November 10, 2021

Shipping Australia CEO urges port and logistics reform at industry roundtable

Pictured: Shipping Australia CEO, Melwyn Noronha. Photo credit: Jim Wilson, Shipping Australia.

The Australian Competition & Consumer Commission’s recent Container stevedoring monitoring report 2020-21 has revealed the weak points in the Australian supply chain.

A high-level meeting was subsequently called by the Department of Home Affairs to discuss the issues in the ACCC report, including port congestion, port performance and industrial relations. Also present were a wide range of representatives from industry and also government officials from bodies such as the Department for Infrastructure and also the Federal Department of Prime Minister and Cabinet.
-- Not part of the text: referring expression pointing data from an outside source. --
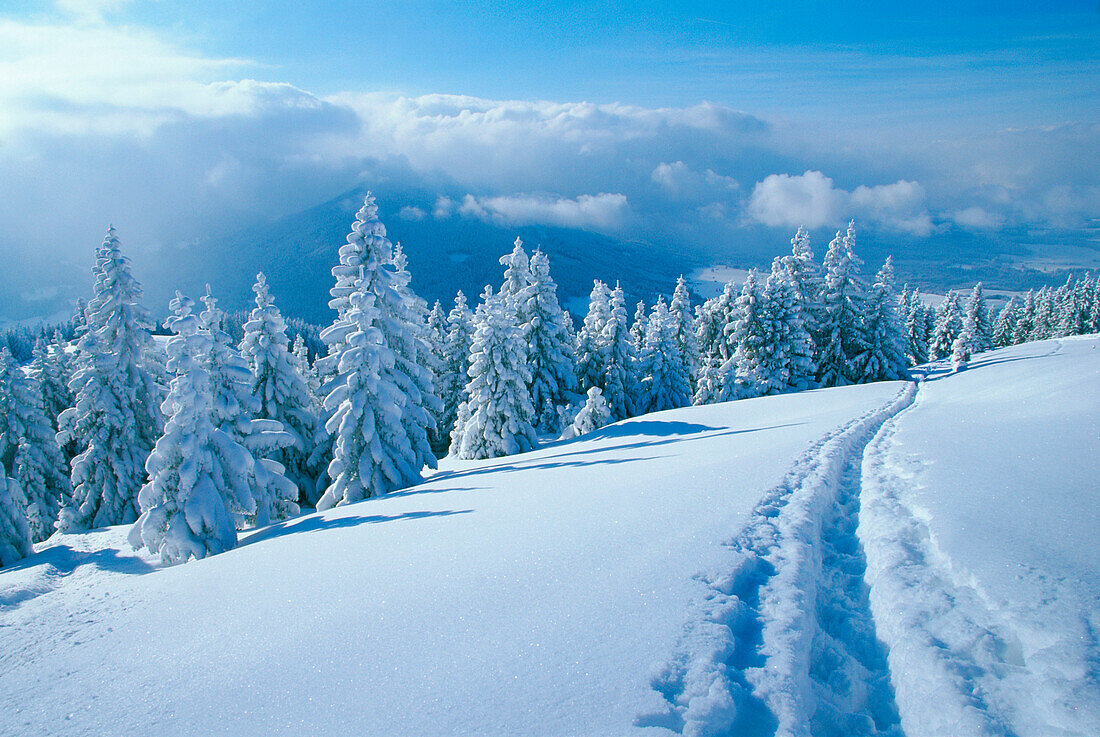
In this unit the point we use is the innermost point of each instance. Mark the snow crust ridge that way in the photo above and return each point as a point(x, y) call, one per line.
point(784, 642)
point(948, 645)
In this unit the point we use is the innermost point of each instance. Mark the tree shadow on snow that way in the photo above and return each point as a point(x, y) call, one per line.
point(312, 521)
point(662, 433)
point(942, 369)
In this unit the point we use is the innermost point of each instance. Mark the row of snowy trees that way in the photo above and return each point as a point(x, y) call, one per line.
point(205, 436)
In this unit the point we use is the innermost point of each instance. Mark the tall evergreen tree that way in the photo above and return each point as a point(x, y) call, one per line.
point(517, 277)
point(593, 416)
point(50, 369)
point(840, 329)
point(948, 326)
point(197, 473)
point(496, 417)
point(116, 417)
point(549, 347)
point(746, 374)
point(711, 322)
point(790, 364)
point(460, 337)
point(714, 329)
point(916, 330)
point(14, 534)
point(807, 279)
point(366, 265)
point(372, 453)
point(983, 327)
point(1005, 323)
point(664, 383)
point(884, 333)
point(1025, 323)
point(234, 410)
point(619, 387)
point(967, 342)
point(1045, 318)
point(683, 327)
point(29, 449)
point(278, 388)
point(638, 327)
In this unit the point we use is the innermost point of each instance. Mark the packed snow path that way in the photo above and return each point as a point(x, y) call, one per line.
point(702, 572)
point(787, 645)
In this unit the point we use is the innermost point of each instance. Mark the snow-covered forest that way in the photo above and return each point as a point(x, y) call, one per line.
point(200, 436)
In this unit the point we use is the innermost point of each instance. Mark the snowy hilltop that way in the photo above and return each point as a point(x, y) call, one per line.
point(897, 558)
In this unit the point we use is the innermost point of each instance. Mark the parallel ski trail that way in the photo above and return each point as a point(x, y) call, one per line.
point(948, 645)
point(773, 653)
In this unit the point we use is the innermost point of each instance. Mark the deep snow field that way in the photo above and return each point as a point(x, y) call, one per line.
point(699, 571)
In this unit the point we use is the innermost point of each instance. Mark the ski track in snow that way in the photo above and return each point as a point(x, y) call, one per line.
point(785, 642)
point(948, 644)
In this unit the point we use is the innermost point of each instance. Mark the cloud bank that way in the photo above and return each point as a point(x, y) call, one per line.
point(105, 123)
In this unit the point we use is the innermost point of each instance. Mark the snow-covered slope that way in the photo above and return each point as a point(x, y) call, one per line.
point(697, 571)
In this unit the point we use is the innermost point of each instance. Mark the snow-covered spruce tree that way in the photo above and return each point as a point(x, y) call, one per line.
point(683, 327)
point(549, 347)
point(50, 370)
point(1005, 323)
point(746, 373)
point(712, 323)
point(948, 326)
point(14, 534)
point(790, 363)
point(402, 333)
point(591, 351)
point(197, 473)
point(233, 410)
point(1092, 299)
point(116, 417)
point(460, 337)
point(517, 277)
point(408, 337)
point(967, 342)
point(1045, 318)
point(496, 417)
point(278, 388)
point(807, 279)
point(664, 383)
point(883, 359)
point(28, 448)
point(638, 327)
point(1073, 310)
point(916, 330)
point(619, 388)
point(840, 329)
point(437, 340)
point(1025, 320)
point(593, 416)
point(305, 366)
point(983, 327)
point(372, 453)
point(714, 329)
Shipping Australia CEO, Captain Melwyn Noronha, told the gathering that uninterrupted international trade is vital to the interests of all Australians. Adding that Australians rely on international trade for jobs, goods and property, he told delegates that ocean shipping carries 99.9% of everything that comes into, or leaves this country.

“The job of a ship is to deliver goods from Port A to Port B. And that is what ships are doing. But when ships arrive at Port B, they are held up. They are forced to wait, sometimes for many hours, before they berth,” he told attendees.

The landside logistics chain is problematic too as there is a mis-match in working hours.

Referring to the recently released container stevedoring report, he noted that the ACCC have demonstrated that port congestion is a problem, that port performance is a problem and that industrial relations in this country is a problem too.

“Ships work 24/7, trucks don’t. They don’t work weekends. They don’t work evenings. They don’t work public holidays. The mismatch doesn’t work,” he told delegates.

Asserting that these problems must be solved, he called – as a minimum – for:

  • good quality port governance and oversight, which must include price monitoring that is tied to port performance
  • ships to be berthed promptly upon arrival
  • enterprise bargaining to have short, strict, timeframes
  • for compulsory arbitration if the parties cannot agree in the timeframes with immediate settlement of the disputes
  • start and expiry dates for waterfront enterprise bargaining agreements to be staggered so that they cannot all be expired at the same time
  • an absolute prohibition on any industrial action that prevents stevedores from working sub-contracted ships
  • the working hours of the trucking industry to be aligned with the working hours of the shipping industry.

“Why? Because uninterrupted trade is vital to the interests of all Australians,” he told attendees. Outside of the meeting, he later added the comment that “ports do not like to be measured on their performance.”